Kampe could have coached at the high-major level. He is highly respected around the country. It’s not unusual for coaches to come and watch his practices or seek his advice. What he says he didn’t realize is that Oakland was too far down the coaching food chain for a Big Ten or ACC school to hire him.

He needed to move up through the ranks, but he repeatedly turned down opportunities in the Mid-American Conference and the Missouri Valley because he loved living and raising his family where he did. Plus he didn’t think any of those places were better than OU.

Next thing you know, “15 years, 25 years go by. I love it though. There is some pride in it. Although, when people say I’m the longest-tenured coach in the country, I say, ‘That’s great, but let’s talk about how good our team is.’”

There is a particular joy in staying. The program is his. Its past, its present and its future. His best player, Trey Townsend, is the son of two former Oakland basketball players from the 1980s — father Skip, who helped Kampe to his first 20-win season, and mother Nicole.

Trey started coming to Kampe’s summer camp as a child. He dropped 38 points and snagged 11 rebounds in the Horizon League title game to secure OU's berth in the NCAA tourney. On Thursday, he helped take down Kentucky with 17 points and 12 rebounds.

Oakland's Greg Kampe is the longest-tenured men's basketball coach in Division I. (Michael Allio/Icon Sportswire via Getty Images)
Oakland's Greg Kampe is the longest-tenured men's basketball coach in Division I. (Michael Allio/Icon Sportswire via Getty Images) (Icon Sportswire via Getty Images)

There’s even more than that, however.
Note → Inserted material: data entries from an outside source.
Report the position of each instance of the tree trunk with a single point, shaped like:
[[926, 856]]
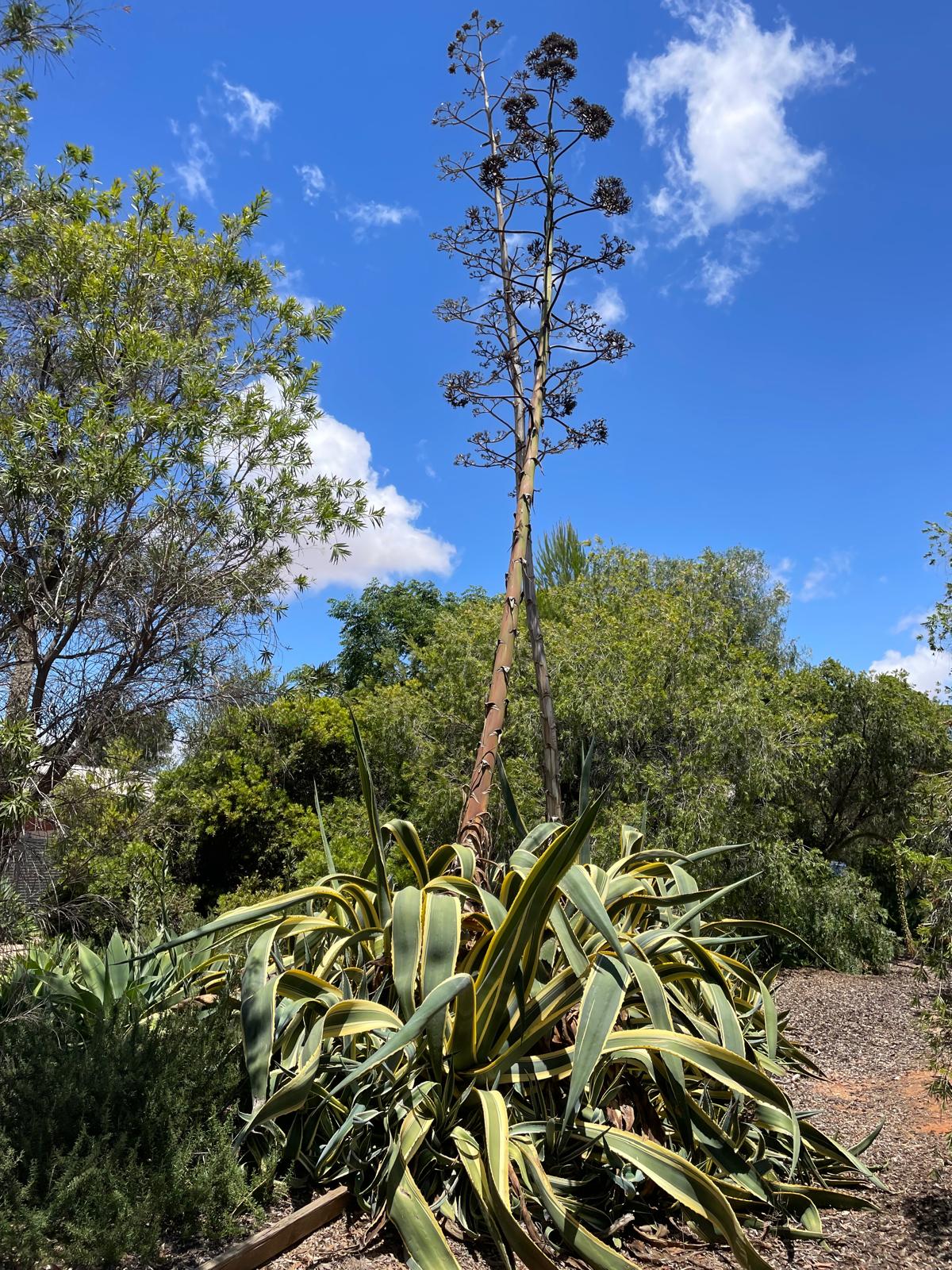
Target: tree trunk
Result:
[[547, 719], [18, 689], [543, 690], [474, 829]]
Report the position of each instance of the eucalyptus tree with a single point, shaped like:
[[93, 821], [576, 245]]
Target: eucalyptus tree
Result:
[[533, 337], [155, 473]]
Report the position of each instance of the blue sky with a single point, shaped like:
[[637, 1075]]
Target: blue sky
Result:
[[789, 302]]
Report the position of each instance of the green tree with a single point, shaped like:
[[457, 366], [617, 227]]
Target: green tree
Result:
[[562, 556], [939, 624], [858, 789], [533, 338], [239, 810], [381, 630], [155, 474], [660, 660]]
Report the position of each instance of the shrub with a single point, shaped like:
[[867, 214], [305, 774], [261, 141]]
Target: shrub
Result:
[[117, 1136], [831, 910]]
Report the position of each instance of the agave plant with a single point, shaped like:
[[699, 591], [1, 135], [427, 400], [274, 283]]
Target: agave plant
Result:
[[556, 1060], [74, 977]]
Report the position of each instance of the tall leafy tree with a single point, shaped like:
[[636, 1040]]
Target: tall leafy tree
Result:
[[155, 474], [877, 737], [533, 340]]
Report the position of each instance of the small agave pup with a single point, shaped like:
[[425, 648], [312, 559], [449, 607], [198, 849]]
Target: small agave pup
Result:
[[545, 1060]]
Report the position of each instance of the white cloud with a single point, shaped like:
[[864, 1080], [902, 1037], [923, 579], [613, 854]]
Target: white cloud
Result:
[[781, 572], [313, 179], [909, 622], [247, 114], [399, 548], [734, 152], [930, 672], [372, 215], [739, 258], [820, 582], [198, 164], [609, 305]]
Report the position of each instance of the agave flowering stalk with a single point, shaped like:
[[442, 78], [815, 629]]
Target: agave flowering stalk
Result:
[[531, 347], [546, 1060]]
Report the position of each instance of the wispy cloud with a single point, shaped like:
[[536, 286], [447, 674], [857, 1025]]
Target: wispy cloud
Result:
[[245, 112], [731, 152], [820, 582], [720, 273], [909, 622], [198, 163], [927, 671], [313, 181], [376, 216], [400, 548], [609, 305], [781, 572]]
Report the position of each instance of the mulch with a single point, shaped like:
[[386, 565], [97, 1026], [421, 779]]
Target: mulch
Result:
[[863, 1032]]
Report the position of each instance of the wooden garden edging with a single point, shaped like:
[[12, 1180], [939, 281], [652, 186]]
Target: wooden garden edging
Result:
[[259, 1249]]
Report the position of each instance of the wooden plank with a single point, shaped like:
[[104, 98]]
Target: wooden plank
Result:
[[259, 1249]]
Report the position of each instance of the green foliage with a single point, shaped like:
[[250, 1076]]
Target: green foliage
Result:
[[155, 474], [939, 624], [676, 668], [482, 1051], [114, 1141], [833, 912], [74, 981], [562, 556], [113, 865], [857, 789], [241, 803], [708, 727], [19, 752]]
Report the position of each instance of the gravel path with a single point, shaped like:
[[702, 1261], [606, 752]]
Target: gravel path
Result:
[[863, 1033]]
Skip has built a highly successful career at Cadillac, but he got his foot in the door because Kampe called an OU season ticket holder, John Shock, to recommend Skip for a job after graduation. Shock noted that his Cadillac basketball team was playing a group from Ford the following week.

“I said, 'Then hire Skip right now,'” Kampe laughed.

Kampe has tried to keep his program focused on personal connections and individual development. He’s had more than his share of players go on to play professionally — NBA or Europe — but that’s not what OU hoops can solely be about.

The transfer portal initially depressed him as good players from his roster were poached by school’s in bigger leagues. He quickly realized however that his complaints and comments “made me sound like a bitter old man and I don’t want to be a bitter old man.”

Instead he embraced it. No hard feelings for anyone who left. In the meantime, he worked the portal himself. This team has contributors who transferred “down” from Michigan State and “up” from Division III Hillsdale College. Others are high school recruits or come from junior colleges.

It isn’t just a deep roster, but a close-knit one. Everyone is where they should be.

“What I’ve always tried to do for a young man, what I’ve always tried to teach them or instill in them over four years, I now try to do it in 365 days,” Kampe said. “If I get to keep them, great.”

A year ago, Trey Townsend could have left for a high-major program. Instead he chose to finish his degree and play another season for OU. With one year of eligibility remaining, Kampe wants him to explore his options after this season.

In the meantime, Townsend has been dubbed “Mr. Oakland” and like the rest of the team, is basking in the excitement of a March Madness ticket punched.

It’s one more example of what his coach long ago learned — the UCLAs of the world aren’t everything … because sometimes the grass is pretty green right where you are.